A positive change, however, will be increased restraints on mass consumption. As author Sonia Shah describes, “…the trauma of the pandemic will force society to accept restraints on mass consumer culture as a reasonable price to pay to defend ourselves against future contagions and climate disasters alike.” This will have beneficial impacts, such as UBI and mandatory paid sick leave moving from the margins of policy-making to the center stage, as more people realize the devastating impact a lack of insurance can have in such times of crisis. “The end of mass quarantine will unleash pent-up demand for intimacy and a mini baby-boom,” Shah adds. There will also likely be more of an emphasis on communal life, as further supported by architecture critic Alexandra Lange. While it is possible that people grow accustomed to the habits gained in quarantine, and prefer solitude to solidarity, the opposite is about equally as likely. People will develop a greater appreciation of the smaller gifts in life, and open themselves up to exploration of the outside world, away from screens and their own bedrooms.

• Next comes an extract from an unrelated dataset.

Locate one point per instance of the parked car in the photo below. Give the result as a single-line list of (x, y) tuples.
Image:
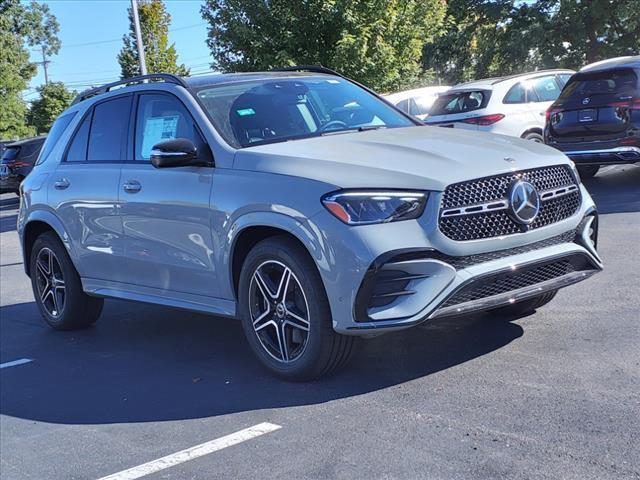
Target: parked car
[(596, 119), (17, 161), (417, 102), (299, 202), (513, 106)]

These examples are simply the tip of the iceberg. As we near the development of a vaccine and approach reopening in many countries around the world, it is important for the world to understand that life will not return to exactly what it once was. There will be added losses, and norms before the pandemic will slowly be eradicated, such as dine-in restaurants. Yet, there will also be newfound joys – both in rediscovering the human bond as a result of being without it for so long, and in fixing fractures in current governments around the world. It is impossible to say for certain exactly which side will prevail – pessimists vs. optimists – but one thing is for certain: we hold the power to choose. Our actions in life post-coronavirus will work to determine the direction the world takes from there on out. In the meantime, we wait…

Mihika Chechi is a high schooler from Los Angeles, where she remains active in her school and community. She competes in varsity debate tournaments around the country and is the founder of her school's competitive Ethics Bowl team. She is also the founder and CEO of GenZ Education, a youth-led non-profit organization furthering educational equity through the provision of various academic resources and tutoring to students around the world.